With a run time of 94 minutes, The History Channel Presents: Jesse James: American Outlaw takes a close look at Jesse James and his gang from two distinct angles through two features, "The Plot to Kill Jesse James" and "The James Gang." It is the sum of these two perspectives that gives the viewer with a fairly solid picture of Jesse James, some of the key individuals he interacted with, and his eventual murder.
"The Plot to Kill Jesse James" focuses on the life and times of Jesse James and his gang through the eyes of Robert Ford, delivering a strong balance of accounts by authors and historians, and dramatic reenactments. The people of the South saw Jesse and Frank James as heroes and freedom fighters, as they stood up to the Yankees and their oppressive controls. As a 10-year-old boy growing up, Robert Ford, or Bob as he was known, came to see Jesse James as one part superhero, one part Robin Hood, according to one historian. As he grew older, Ford's fascination with Jesse James began to border on obsession.
Desperate to gain recognition and harboring the hope that he will one day be invited to join the James gang, Ford committed criminal acts of his own and was finally invited to join the gang when James was looking for new members. Ford quickly realized that the other members of the gang had little more than disdain for him and, ultimately, accepted a deal with the governor of Missouri to bring James down in exchange for a bounty and immunity.
Ford got his chance when staying at James's home with his brother Charlie, planning a bank heist. After James removed his holster and turned his back to adjust a picture on the wall, Bob Ford shot him in the back of the head, killing him instantly. Although Ford had been promised a bounty and immunity, none of that came to be, and Bob Ford himself was murdered some 10 years later as he tended bar in Creed, Colorado. Ironically, it was likely Ford's cowardly act that cemented Jesse James's reputation for good and also established his own reputation as a coward.
While recounting many of the same historical events, "The James Gang," the Biography segment included with this release, portrays both Jesse and Frank James as loving husbands and fathers who lived a life of adventure. They saw themselves not as common robbers, but as heroes of the South who were taking revenge against the Union. Although they had bounties on their heads for most of their lives, the James brothers and their friends the Youngers (Cole, Jim, John and Bob) always found safe haven in Missouri.
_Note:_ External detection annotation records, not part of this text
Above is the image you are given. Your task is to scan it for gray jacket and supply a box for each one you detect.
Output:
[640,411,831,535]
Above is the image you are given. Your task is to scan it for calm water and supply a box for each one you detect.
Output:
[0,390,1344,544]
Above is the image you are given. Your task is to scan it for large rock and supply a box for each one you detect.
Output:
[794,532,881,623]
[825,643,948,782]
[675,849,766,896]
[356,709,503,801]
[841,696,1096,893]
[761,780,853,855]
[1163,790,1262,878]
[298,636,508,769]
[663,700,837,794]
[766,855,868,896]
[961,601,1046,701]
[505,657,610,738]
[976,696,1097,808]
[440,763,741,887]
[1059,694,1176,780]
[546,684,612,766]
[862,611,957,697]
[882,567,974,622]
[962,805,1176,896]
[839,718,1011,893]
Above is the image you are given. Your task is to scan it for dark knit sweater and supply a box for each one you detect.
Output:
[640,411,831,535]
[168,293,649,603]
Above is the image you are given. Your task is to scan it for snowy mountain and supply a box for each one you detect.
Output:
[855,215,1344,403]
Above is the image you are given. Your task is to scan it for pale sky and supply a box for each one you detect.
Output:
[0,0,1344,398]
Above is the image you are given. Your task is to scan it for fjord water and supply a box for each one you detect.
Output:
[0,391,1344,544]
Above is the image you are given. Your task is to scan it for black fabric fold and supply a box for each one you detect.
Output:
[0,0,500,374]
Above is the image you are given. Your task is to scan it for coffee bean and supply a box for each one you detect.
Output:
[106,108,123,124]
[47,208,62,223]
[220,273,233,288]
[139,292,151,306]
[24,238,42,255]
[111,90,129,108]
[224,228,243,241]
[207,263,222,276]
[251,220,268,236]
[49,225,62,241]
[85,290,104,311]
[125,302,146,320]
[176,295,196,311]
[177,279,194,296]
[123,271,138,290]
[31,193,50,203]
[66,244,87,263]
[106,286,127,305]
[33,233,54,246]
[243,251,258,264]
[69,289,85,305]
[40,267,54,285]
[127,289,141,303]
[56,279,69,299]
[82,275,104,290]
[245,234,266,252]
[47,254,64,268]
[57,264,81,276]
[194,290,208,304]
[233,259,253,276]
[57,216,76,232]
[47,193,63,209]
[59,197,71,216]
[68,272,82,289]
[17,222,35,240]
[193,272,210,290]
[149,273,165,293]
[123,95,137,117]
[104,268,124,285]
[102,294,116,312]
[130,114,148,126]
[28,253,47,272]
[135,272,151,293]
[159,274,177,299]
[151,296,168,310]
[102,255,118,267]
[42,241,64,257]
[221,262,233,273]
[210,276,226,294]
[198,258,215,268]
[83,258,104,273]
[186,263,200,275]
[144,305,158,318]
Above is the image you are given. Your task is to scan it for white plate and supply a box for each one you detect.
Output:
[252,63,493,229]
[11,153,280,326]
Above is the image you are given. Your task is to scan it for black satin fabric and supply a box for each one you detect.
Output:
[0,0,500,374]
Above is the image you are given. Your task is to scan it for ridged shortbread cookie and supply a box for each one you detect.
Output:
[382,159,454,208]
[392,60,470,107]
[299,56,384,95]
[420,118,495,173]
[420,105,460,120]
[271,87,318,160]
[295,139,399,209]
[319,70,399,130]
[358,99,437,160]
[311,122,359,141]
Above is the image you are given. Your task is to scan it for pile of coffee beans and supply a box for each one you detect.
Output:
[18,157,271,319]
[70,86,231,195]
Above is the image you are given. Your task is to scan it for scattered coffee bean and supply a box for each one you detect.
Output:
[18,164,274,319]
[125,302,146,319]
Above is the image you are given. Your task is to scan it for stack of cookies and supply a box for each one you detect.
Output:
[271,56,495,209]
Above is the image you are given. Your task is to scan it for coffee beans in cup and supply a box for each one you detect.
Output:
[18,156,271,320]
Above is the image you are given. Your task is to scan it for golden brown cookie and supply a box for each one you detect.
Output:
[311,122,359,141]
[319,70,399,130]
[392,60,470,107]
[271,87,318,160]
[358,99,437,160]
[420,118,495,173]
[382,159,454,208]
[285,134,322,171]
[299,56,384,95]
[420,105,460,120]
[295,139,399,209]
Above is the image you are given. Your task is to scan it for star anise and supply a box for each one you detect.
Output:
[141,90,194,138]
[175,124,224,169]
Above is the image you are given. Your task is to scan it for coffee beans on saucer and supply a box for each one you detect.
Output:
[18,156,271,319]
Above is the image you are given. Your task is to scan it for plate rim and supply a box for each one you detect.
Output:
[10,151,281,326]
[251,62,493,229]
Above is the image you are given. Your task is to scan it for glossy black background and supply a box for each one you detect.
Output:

"The Plot to Kill Jesse James" fares much better on the audio and video side of things, likely because it was produced in late 2006. The colors are somewhat muted, but the picture remains clear throughout. The production takes an interesting approach at time, flashing sepia-toned pictures across the screen to emphasize key historical events. As this is a documentary, focusing the majority of the sound on dialogue with some music, the audio remains clear but is concentrated on the center and front channels.
The Biography feature "The James Gang" looks to have been shot in the mid to late Eighties and definitely fares more poorly in the picture department. Presented in full-frame, the image looks mildly pixilated at times and has a significantly processed look to it, likely looking the same or worse than it did when it originally aired. Again, as a documentary presentation with a lot of talking heads and reenactments, the audio presentation in this feature is less than dynamic.
There are no extras of any kind on this release, but in reality, the two included features stand well enough on their own.
If you consider the included features as two halves of the complete story, Jesse James: American Outlaw paints a seemingly accurate and definitely unbiased picture of Jesse James, who from 1860 to 1882 was at the center of what one historian called "the most feared band of outlaws in American history." At a time when most laborers were making only $1 a day, James and his gang had stolen an estimated $200,000 by the end of their career, and were the rootinist, tootinist (sorry, I tried!) outlaws that ever made the history books.